C’est un chiffre très significatif. Il montre à quel point les entreprises italiennes, surtout les petites et moyennes, ne disposent pas d’un service juridique interne structuré. Cela entraîne forcément le besoin de faire appel à des compétences externes qualifiées pour gérer les problématiques juridiques de plus en plus complexes liées à l’activité économique. En pratique, l’absence de ressources internes alimente naturellement le marché des professionnels indépendants, rendant la relation de confiance entre l’avocat et l’entrepreneur centrale – voire décisive. Il ne s’agit plus simplement d’apporter une assistance technique, mais de construire une relation de long terme, fondée sur la compréhension des dynamiques de l’entreprise et la capacité à fournir des réponses rapides, concrètes et personnalisées.
Comment le rôle de l’avocat d’entreprise a-t-il évolué ces dernières années ?
Je pense que le rôle de l’avocat d’affaires a profondément changé. Il ne peut plus se contenter de gérer les contentieux ; il doit désormais accompagner l’entreprise au quotidien, en devenant un véritable conseiller stratégique.
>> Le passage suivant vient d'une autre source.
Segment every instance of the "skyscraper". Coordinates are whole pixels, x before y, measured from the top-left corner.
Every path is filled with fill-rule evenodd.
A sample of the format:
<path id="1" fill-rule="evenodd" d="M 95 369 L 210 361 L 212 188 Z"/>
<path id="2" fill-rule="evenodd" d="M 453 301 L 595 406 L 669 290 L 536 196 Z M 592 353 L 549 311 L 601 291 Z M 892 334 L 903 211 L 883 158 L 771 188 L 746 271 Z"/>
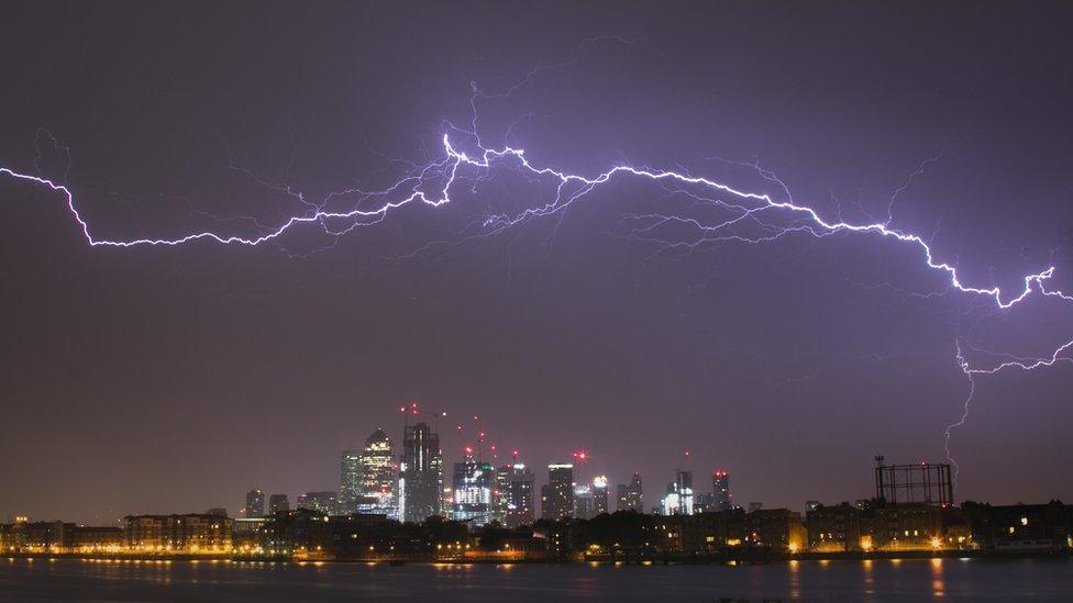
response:
<path id="1" fill-rule="evenodd" d="M 593 511 L 593 488 L 587 483 L 574 484 L 573 515 L 578 520 L 591 520 L 596 515 Z"/>
<path id="2" fill-rule="evenodd" d="M 323 490 L 320 492 L 306 492 L 298 496 L 298 509 L 320 511 L 325 515 L 339 515 L 340 503 L 339 492 L 334 490 Z"/>
<path id="3" fill-rule="evenodd" d="M 280 511 L 290 511 L 290 502 L 287 494 L 273 494 L 268 496 L 268 514 L 275 515 Z"/>
<path id="4" fill-rule="evenodd" d="M 490 523 L 495 488 L 496 472 L 491 465 L 477 462 L 473 458 L 473 449 L 466 448 L 463 461 L 454 464 L 451 518 L 474 526 Z"/>
<path id="5" fill-rule="evenodd" d="M 711 494 L 715 511 L 730 511 L 730 473 L 726 469 L 711 474 Z"/>
<path id="6" fill-rule="evenodd" d="M 423 522 L 440 514 L 443 457 L 440 435 L 425 423 L 407 425 L 399 465 L 399 520 Z"/>
<path id="7" fill-rule="evenodd" d="M 356 513 L 362 496 L 362 451 L 346 449 L 339 457 L 339 504 L 346 513 Z"/>
<path id="8" fill-rule="evenodd" d="M 597 476 L 593 480 L 593 515 L 607 512 L 607 476 Z"/>
<path id="9" fill-rule="evenodd" d="M 251 490 L 246 492 L 246 506 L 243 509 L 243 514 L 246 517 L 264 517 L 265 493 L 261 490 Z"/>
<path id="10" fill-rule="evenodd" d="M 664 515 L 693 515 L 693 471 L 678 469 L 663 498 Z"/>
<path id="11" fill-rule="evenodd" d="M 545 520 L 565 520 L 574 513 L 574 466 L 547 466 L 547 483 L 541 488 L 540 515 Z"/>
<path id="12" fill-rule="evenodd" d="M 347 477 L 345 465 L 343 477 Z M 384 429 L 377 429 L 366 438 L 365 447 L 358 455 L 357 478 L 357 487 L 354 489 L 355 511 L 377 513 L 388 517 L 398 515 L 395 504 L 395 453 L 391 449 L 391 440 Z"/>
<path id="13" fill-rule="evenodd" d="M 629 484 L 620 483 L 618 485 L 618 510 L 619 511 L 637 511 L 638 513 L 643 513 L 643 495 L 641 492 L 641 473 L 633 472 L 633 479 L 630 480 Z"/>
<path id="14" fill-rule="evenodd" d="M 504 465 L 496 473 L 496 516 L 507 527 L 529 525 L 535 518 L 535 476 L 523 464 Z"/>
L’avocat « ex ante » – présent, impliqué et intégré aux processus de l’entreprise – est aujourd’hui indispensable pour relever efficacement les défis quotidiens. Le juriste d’entreprise moderne doit être transversal : il doit soutenir la gestion courante, faciliter l’attraction d’investissements, suivre des projets complexes, et identifier des leviers concrets de croissance comme la finance publique, les certifications ou les qualifications stratégiques. Le conseil juridique ne peut donc plus se limiter à l’aspect strictement légal, mais doit englober l’organisation interne, l’efficacité économique et financière, l’amélioration du cash-flow global et le positionnement concurrentiel de l’entreprise. Dans un contexte en perpétuelle mutation, l’avocat devient un partenaire stable, capable d’apporter des solutions efficaces et de générer une vraie valeur. C’est pourquoi j’ai insisté auprès de mes clients sur l’importance du conseil préventif, en soulignant combien il est stratégique d’intervenir avant que les problèmes n’émergent. Ce changement de perspective a donné des résultats concrets : réduction des coûts – car un conseil ciblé coûte bien moins cher qu’un procès de plusieurs années – mais aussi plus grande solidité pour l’entreprise, grâce à la prévention du contentieux et à la protection du patrimoine.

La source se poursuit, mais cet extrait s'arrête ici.